If you haven’t tried the reverse-sear method yet, you don’t know what you’re missing. To cook a steak the traditional way, you sear your steak in a hot pan before finishing in the oven. But to reverse-sear a steak, you cook the meat to desired doneness in a low-temperature oven before searing it in a hot pan. This revolutionary method produces a steak that is the perfect temperature all the way through with a gorgeous crust. A traditionally seared steak is often overcooked or undercooked inside and finding the perfect temperature is a guessing game. This Saturday on The Kitchen, Jeff shows us how this low-and-slow method turns out a perfectly cooked steak every time.
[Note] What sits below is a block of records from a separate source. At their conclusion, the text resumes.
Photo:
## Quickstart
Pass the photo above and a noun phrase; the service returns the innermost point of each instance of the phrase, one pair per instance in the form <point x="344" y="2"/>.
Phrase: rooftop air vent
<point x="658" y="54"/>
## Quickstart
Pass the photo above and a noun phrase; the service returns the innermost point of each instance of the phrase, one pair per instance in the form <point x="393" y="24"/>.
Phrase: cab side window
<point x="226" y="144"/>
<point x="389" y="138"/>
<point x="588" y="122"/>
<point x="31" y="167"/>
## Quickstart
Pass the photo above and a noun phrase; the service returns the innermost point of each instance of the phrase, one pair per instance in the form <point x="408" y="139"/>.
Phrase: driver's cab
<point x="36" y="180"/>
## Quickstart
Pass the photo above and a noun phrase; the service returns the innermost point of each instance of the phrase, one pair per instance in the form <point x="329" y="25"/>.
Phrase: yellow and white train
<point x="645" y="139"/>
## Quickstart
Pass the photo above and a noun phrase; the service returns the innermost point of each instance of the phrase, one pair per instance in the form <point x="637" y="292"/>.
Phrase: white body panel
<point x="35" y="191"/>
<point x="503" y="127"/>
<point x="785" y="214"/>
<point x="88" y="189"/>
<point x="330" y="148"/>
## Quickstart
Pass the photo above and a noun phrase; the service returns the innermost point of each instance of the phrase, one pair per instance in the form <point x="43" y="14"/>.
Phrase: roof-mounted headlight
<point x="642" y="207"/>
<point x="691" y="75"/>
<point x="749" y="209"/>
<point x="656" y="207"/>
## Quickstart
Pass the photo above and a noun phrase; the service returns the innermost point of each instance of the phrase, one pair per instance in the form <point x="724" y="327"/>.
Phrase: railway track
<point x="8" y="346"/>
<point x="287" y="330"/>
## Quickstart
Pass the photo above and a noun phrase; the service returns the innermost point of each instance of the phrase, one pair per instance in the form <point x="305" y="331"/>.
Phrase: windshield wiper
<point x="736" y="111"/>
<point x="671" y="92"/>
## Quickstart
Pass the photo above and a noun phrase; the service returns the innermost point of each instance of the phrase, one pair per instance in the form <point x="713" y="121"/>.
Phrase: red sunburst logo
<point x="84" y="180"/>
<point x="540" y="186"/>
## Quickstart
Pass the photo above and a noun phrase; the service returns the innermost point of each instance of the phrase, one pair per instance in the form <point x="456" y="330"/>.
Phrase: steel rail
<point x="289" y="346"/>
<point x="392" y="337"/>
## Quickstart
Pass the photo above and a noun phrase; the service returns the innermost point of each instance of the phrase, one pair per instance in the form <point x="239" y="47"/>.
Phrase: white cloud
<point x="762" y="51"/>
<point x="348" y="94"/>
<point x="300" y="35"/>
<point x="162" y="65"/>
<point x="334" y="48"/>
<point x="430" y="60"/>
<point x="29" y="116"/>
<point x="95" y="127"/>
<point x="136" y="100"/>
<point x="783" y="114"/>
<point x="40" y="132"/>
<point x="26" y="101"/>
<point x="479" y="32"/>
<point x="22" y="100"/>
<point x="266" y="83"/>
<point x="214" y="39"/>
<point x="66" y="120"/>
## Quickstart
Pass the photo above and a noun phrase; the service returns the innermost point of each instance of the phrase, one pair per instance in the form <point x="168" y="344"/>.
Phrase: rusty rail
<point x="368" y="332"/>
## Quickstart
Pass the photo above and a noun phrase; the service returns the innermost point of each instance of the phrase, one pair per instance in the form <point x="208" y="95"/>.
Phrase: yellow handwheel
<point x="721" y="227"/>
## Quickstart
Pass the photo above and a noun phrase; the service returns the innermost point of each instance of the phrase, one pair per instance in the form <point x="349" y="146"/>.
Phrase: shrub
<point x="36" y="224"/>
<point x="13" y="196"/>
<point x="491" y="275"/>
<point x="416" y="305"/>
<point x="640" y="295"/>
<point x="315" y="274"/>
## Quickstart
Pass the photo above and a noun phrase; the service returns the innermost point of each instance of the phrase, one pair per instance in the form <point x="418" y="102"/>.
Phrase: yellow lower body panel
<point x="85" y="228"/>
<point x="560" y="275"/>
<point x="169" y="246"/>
Step 1: Season Aggressively
Jeff takes two massive bone-in rib eye steaks and brings them to room temperature. He then liberally seasons all sides of the steak with salt and pepper, even the ends. “When we’re talking about seasoning like a pro,” says GZ. “Nobody puts enough salt and pepper on a steak. It’s basically salt crusted.” Katie chimes in, “It’s impossible to put too much salt on that piece of meat.” If possible, leave the seasoned meat inside the fridge to dry out overnight and use a well-marbled cut so that the rendered fat makes every bite buttery.
Step 2: Cook Low and Slow
The seasoned meat goes into a 225-degree oven for about an hour but the time will vary depending on the thickness of your steak. The most important part of reverse searing is an instant read thermometer, because you will never be able to guess the internal temperature, says Jeff. Look for 115-degrees for medium rare and 125-degrees for medium.
Step 3: Sear
The next step is to heat a cast-iron pan over medium-high heat until it is very hot and add a drizzle of oil. Sear the meat for about two minutes per side for a to-die-for crisp crust. Next add a knob of butter and spoon the hot butter over the steak while tilting the pan. And don’t forget to sear the ends.